13 November 2009

Petit Fors and Custard Cups

This week at school has been super busy. We did a dessert buffet for the Open House on Thursday night, so each of us had to create two mini desserts for the buffet. We had to consider color, shape, flavor, texture, volume, warm/cold, etc.

My two initial ideas were these (click to view them bigger):
Mayan Chocolate Cake Coconut Lime Custard Cups


The results? Well, I didn't realize just HOW small they had to be, so my idea for the Mayan Chocolate cakes had to be scaled down a bit more than I wanted. I omitted the chantilly cream in the center.My joconde biscuit turned out lighter in color than I intended, so I had to change from a chocolate mousse on top to a bavarian cream so that the colors matched better. Also, the pecans in the ganache were way too big, so they screwed up the uniformity of my display. Argh. I also wanted to make blue chocolate decorations for the tops, but I couldn't get the color I wanted, so I went with dark chocolate instead. My instructor chastised me for using blue, because the French say that the color on the outside needs to indicate the flavor on the inside. Bah! I still think the colors turned out gorgeous.

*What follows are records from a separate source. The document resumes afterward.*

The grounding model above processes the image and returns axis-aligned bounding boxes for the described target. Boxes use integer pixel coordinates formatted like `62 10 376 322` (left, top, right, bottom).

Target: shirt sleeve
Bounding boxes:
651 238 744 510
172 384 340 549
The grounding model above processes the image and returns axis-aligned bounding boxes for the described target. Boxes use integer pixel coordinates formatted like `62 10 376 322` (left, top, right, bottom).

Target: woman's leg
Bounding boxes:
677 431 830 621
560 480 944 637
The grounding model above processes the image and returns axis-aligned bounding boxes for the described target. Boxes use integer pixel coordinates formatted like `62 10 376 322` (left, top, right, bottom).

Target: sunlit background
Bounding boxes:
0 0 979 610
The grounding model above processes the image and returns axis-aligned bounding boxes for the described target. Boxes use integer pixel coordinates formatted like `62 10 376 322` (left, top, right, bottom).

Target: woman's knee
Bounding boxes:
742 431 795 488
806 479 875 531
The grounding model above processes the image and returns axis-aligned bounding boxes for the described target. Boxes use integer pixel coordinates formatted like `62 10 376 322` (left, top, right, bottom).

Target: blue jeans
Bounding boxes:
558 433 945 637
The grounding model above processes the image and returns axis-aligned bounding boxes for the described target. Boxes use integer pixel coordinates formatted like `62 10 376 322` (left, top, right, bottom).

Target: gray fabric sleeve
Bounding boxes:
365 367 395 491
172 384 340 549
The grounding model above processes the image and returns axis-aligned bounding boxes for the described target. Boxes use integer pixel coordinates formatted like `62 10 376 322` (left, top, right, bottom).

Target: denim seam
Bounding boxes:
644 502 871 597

Mayan Chocolate Petit Fors Mayan Chocolate Petit Fors


The other dessert turned out pretty much as I had planned. I decided against the brittle, however, because I didn't want it to get soggy and melt into the custards while they sat in the fridge between Tuesday and Thursday night. I also didn't get to put a cherry jelly inside the chocolate straws - it just wasn't feasible since they're so delicate. These were absolutely delicious, but the lime flavor kind of overpowered the coconut. Boo.